Emotional dependence on a person seems to many of us a harmless affliction. Very often we do not even notice it, because we confuse it with devotion and care. In a healthy relationship, there is room for both bonding and autonomy. Ideally, both components are in dynamic balance. Those of us with emotional dependency have difficulty experiencing our autonomy. They fear that they cannot manage on their own, so they do everything to avoid losing their partner. They give up their own needs and plans for him. Sometimes they do this under pressure, but they also do it of their own free will. If you notice symptoms in yourself that indicate an emotional addiction, you should seek professional psychological support. Treatment for this condition is often necessary. It has been shown to lead to an improved quality of life and often saves a relationship. The partner feels cornered by our excessive preoccupation. He or she wishes to gain space to undertake independent activities. Because of the overwhelm, he or she sometimes considers breaking up. Psychotherapy in the treatment of emotional addiction plays a key role. It helps to get to the wrong beliefs about relationships and replace them with more supportive counterparts. This entails changing emotions, physiological reactions and behaviour.

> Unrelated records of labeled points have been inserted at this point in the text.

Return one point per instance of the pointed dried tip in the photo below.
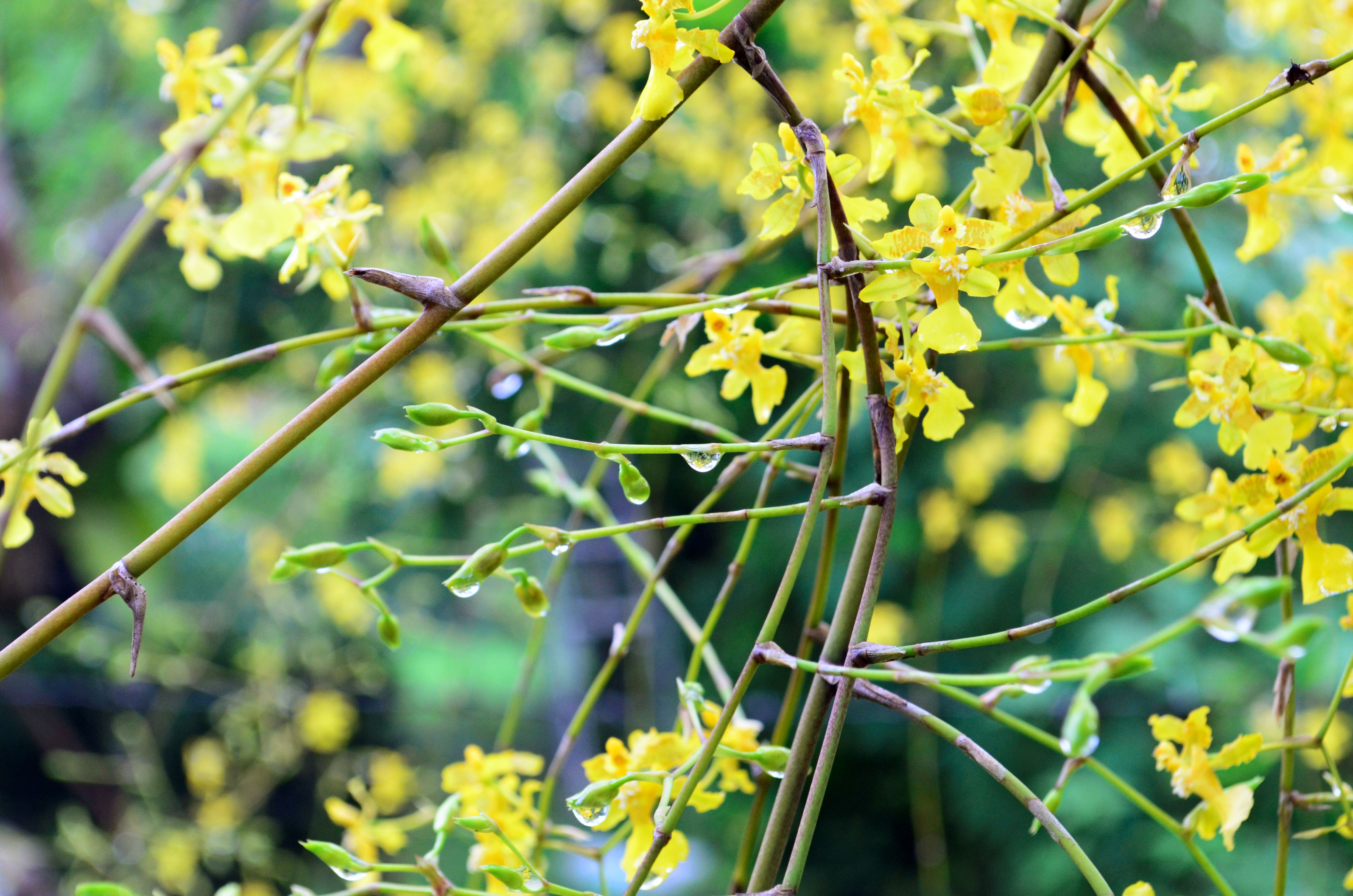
(423, 290)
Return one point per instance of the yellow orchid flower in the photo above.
(769, 174)
(1090, 125)
(197, 76)
(1263, 229)
(332, 226)
(1194, 772)
(194, 229)
(670, 49)
(387, 41)
(946, 271)
(735, 346)
(493, 784)
(36, 480)
(923, 389)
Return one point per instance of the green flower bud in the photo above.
(481, 565)
(387, 627)
(436, 415)
(317, 557)
(574, 338)
(1080, 729)
(1207, 194)
(435, 245)
(103, 888)
(443, 821)
(370, 343)
(507, 876)
(283, 570)
(336, 857)
(631, 481)
(1286, 351)
(405, 440)
(531, 593)
(335, 366)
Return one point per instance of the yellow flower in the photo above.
(735, 346)
(949, 328)
(194, 229)
(393, 783)
(1116, 520)
(36, 478)
(1263, 231)
(386, 43)
(1090, 125)
(331, 229)
(1045, 440)
(1194, 772)
(1176, 467)
(493, 784)
(998, 539)
(366, 836)
(769, 174)
(923, 389)
(206, 765)
(327, 721)
(975, 463)
(198, 74)
(942, 519)
(670, 49)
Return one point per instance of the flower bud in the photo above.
(1080, 729)
(438, 415)
(531, 593)
(435, 245)
(317, 557)
(370, 343)
(336, 857)
(631, 481)
(387, 627)
(443, 821)
(405, 440)
(335, 366)
(1286, 351)
(574, 338)
(507, 876)
(481, 565)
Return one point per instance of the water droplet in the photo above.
(1022, 321)
(1144, 226)
(592, 817)
(507, 388)
(701, 461)
(1179, 185)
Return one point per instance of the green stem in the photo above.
(469, 287)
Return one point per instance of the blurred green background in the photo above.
(502, 103)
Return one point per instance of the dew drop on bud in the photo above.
(1022, 321)
(1144, 226)
(701, 461)
(592, 817)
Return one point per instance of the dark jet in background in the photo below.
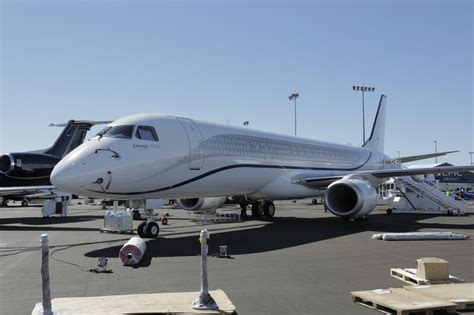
(26, 174)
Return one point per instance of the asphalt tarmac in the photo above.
(305, 261)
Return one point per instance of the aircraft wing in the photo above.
(417, 171)
(25, 190)
(321, 182)
(411, 158)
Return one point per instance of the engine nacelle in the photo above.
(27, 165)
(349, 198)
(201, 204)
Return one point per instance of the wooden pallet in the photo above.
(401, 302)
(104, 230)
(408, 275)
(154, 303)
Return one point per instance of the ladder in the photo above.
(444, 199)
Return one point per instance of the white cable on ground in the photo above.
(415, 236)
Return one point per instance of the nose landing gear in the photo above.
(263, 209)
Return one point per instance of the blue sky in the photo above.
(234, 61)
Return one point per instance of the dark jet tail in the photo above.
(72, 136)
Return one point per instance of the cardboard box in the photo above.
(432, 268)
(119, 221)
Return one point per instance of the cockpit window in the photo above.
(121, 131)
(146, 133)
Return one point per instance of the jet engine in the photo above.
(201, 204)
(350, 198)
(27, 165)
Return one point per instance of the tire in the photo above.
(136, 215)
(141, 230)
(152, 230)
(256, 209)
(269, 209)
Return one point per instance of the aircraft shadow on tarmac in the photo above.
(282, 233)
(44, 224)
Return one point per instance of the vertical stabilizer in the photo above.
(377, 136)
(72, 136)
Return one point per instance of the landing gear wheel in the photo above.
(256, 209)
(269, 209)
(152, 230)
(141, 230)
(136, 215)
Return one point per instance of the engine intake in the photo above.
(201, 204)
(27, 165)
(350, 198)
(7, 163)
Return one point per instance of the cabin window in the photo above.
(120, 131)
(146, 133)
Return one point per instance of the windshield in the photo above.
(123, 131)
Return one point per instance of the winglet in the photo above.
(377, 136)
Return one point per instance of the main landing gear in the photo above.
(149, 228)
(264, 209)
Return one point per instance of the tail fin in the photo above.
(377, 136)
(72, 136)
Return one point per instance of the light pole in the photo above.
(363, 89)
(293, 97)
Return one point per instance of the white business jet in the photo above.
(201, 163)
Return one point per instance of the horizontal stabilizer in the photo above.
(412, 158)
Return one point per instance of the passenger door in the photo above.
(194, 139)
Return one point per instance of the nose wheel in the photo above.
(148, 229)
(263, 209)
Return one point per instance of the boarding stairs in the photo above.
(213, 216)
(444, 199)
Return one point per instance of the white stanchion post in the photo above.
(205, 300)
(45, 275)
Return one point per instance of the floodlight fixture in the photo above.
(293, 97)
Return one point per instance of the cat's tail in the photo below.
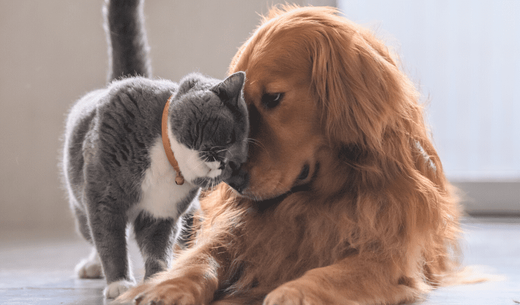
(126, 36)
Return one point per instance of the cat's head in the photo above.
(209, 123)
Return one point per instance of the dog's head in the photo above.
(318, 88)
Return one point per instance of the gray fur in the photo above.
(112, 138)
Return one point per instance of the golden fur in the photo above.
(374, 222)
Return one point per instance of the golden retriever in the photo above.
(345, 200)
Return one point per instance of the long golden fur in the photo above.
(374, 221)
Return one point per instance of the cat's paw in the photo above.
(90, 268)
(115, 289)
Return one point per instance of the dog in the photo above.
(344, 199)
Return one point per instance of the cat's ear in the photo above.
(230, 88)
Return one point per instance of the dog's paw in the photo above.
(175, 292)
(289, 295)
(115, 289)
(90, 267)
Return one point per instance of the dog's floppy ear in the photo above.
(360, 88)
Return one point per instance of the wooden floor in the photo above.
(37, 268)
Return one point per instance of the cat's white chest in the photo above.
(160, 195)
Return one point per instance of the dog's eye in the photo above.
(271, 100)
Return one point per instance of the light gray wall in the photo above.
(53, 51)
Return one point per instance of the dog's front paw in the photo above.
(291, 295)
(175, 291)
(115, 289)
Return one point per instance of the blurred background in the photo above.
(462, 54)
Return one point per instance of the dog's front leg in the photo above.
(352, 281)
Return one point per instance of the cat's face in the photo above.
(210, 122)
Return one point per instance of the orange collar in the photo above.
(179, 179)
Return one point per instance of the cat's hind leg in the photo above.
(89, 267)
(155, 238)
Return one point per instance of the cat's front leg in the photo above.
(155, 238)
(193, 279)
(108, 228)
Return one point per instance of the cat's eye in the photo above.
(271, 100)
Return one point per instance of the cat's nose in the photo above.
(239, 178)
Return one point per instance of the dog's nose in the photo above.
(239, 178)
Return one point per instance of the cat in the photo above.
(115, 163)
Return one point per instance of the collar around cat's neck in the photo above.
(179, 179)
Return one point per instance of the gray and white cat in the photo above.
(115, 166)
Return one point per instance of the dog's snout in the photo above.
(239, 179)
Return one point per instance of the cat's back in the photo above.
(116, 124)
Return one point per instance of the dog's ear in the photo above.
(360, 88)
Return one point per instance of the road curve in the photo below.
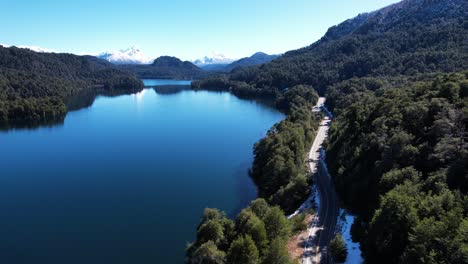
(322, 228)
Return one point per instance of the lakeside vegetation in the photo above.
(34, 86)
(257, 235)
(396, 80)
(166, 67)
(260, 232)
(399, 157)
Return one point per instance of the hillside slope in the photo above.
(34, 86)
(408, 38)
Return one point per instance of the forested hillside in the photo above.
(396, 81)
(399, 157)
(408, 38)
(34, 86)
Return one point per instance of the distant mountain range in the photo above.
(222, 64)
(165, 67)
(174, 68)
(256, 59)
(213, 59)
(134, 60)
(132, 55)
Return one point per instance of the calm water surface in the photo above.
(126, 179)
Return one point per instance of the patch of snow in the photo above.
(33, 48)
(213, 58)
(132, 55)
(345, 221)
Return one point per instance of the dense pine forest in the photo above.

Cognitive behavioural therapy (CBT) is based on this premise. Sometimes the causes of emotional dependence on another person go much deeper, in which case it is worth considering schema psychotherapy. This is long-term in nature, whereas CBT is short-term (several sessions). Given that the partner also suffers from our emotional addiction, couples therapy is very often recommended. It allows both parties to openly express their needs and to understand that a healthy romantic relationship is based on a balance between the need for connection and autonomy.